Noch immer verwalten viele kleine und mittelständische Unternehmen in Deutschland ihr Personal auf Papier – oder mit einem Flickenteppich aus Excel-Listen, E-Mail-Ordnern und verstreuten PDF-Dokumenten. Das funktioniert, solange das Team überschaubar bleibt und die gesetzlichen Anforderungen stabil sind. Beides trifft für 2026 nicht mehr zu.
Wer jetzt umsteigt, tut es aus einer Position der Stärke. Wer wartet, reagiert irgendwann unter Druck.

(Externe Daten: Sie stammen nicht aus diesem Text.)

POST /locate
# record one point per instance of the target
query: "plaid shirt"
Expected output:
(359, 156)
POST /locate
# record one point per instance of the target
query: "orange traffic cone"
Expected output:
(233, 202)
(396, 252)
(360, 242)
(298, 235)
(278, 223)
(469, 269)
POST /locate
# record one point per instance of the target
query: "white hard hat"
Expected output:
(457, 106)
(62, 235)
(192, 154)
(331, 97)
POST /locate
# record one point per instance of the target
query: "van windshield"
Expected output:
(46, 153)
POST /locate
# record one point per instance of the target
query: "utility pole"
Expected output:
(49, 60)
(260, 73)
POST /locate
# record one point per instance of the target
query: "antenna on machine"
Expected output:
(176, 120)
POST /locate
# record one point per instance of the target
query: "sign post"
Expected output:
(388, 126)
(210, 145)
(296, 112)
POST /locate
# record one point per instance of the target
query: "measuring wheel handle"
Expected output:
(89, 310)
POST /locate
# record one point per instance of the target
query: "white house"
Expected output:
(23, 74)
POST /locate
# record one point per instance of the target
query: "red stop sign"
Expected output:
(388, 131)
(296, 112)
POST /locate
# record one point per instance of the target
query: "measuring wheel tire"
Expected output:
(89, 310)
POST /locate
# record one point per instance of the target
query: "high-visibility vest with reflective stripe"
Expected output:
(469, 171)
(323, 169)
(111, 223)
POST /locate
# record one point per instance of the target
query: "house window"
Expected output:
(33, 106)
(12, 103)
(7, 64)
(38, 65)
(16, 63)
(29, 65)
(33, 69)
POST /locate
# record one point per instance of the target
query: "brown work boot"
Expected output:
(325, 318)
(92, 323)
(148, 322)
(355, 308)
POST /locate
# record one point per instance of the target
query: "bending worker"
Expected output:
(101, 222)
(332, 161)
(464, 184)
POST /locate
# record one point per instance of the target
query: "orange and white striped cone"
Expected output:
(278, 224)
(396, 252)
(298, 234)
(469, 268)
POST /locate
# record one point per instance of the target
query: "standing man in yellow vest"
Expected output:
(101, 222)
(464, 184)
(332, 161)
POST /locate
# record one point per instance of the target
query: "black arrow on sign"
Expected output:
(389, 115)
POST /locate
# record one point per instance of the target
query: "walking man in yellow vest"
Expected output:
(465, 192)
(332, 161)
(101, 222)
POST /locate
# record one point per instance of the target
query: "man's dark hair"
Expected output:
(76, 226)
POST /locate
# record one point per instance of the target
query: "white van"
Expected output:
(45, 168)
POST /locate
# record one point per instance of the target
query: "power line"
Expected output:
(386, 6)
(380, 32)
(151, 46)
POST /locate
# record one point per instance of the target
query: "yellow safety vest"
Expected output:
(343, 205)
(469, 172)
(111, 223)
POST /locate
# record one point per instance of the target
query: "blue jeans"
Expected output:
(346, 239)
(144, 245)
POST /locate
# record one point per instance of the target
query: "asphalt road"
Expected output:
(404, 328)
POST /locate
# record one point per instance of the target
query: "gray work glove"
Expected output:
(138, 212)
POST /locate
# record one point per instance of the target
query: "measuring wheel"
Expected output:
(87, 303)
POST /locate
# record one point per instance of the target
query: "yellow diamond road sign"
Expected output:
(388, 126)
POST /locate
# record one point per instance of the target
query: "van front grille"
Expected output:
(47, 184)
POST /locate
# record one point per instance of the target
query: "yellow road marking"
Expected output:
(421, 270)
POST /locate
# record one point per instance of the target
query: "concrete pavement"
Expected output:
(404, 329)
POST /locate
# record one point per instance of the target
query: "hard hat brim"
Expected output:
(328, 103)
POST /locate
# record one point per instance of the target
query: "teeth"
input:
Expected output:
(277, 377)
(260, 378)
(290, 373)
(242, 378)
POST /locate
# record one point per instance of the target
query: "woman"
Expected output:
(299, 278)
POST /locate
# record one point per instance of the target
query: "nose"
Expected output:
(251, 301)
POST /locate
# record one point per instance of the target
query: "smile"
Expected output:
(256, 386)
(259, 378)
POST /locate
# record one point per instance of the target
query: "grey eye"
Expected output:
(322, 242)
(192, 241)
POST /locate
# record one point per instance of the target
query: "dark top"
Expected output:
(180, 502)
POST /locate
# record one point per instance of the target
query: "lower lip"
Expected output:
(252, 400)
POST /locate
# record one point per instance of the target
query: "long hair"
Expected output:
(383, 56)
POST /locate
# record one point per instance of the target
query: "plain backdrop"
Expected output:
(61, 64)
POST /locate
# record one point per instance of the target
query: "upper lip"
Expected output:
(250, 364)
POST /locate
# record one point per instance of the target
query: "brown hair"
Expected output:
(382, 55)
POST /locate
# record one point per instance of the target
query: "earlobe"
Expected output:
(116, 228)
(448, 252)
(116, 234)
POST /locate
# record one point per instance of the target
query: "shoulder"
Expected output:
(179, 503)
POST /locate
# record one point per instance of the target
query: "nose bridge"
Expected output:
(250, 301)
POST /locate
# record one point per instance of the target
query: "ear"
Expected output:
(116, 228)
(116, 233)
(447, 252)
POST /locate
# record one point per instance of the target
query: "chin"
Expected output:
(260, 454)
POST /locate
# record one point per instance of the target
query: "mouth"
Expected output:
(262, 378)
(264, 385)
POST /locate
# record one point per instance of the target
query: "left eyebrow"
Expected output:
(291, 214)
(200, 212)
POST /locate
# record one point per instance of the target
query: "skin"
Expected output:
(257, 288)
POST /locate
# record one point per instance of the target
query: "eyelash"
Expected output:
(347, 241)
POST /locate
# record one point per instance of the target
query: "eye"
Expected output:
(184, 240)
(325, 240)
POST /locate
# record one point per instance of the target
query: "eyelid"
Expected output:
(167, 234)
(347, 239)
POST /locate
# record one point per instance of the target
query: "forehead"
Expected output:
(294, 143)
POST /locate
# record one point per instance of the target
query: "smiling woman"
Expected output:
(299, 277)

Die wichtigste regulatorische Zäsur kommt 2027 – die Vorbereitung beginnt jetzt
Ab 2027 sind Arbeitgeber in Deutschland gesetzlich verpflichtet, Entgeltunterlagen digital und in revisionssicherer Form vorzuhalten. GoBD-Konformität, definierte Aufbewahrungsfristen und ein dokumentiertes Löschkonzept sind dann keine optionalen Best Practices, sondern Pflicht.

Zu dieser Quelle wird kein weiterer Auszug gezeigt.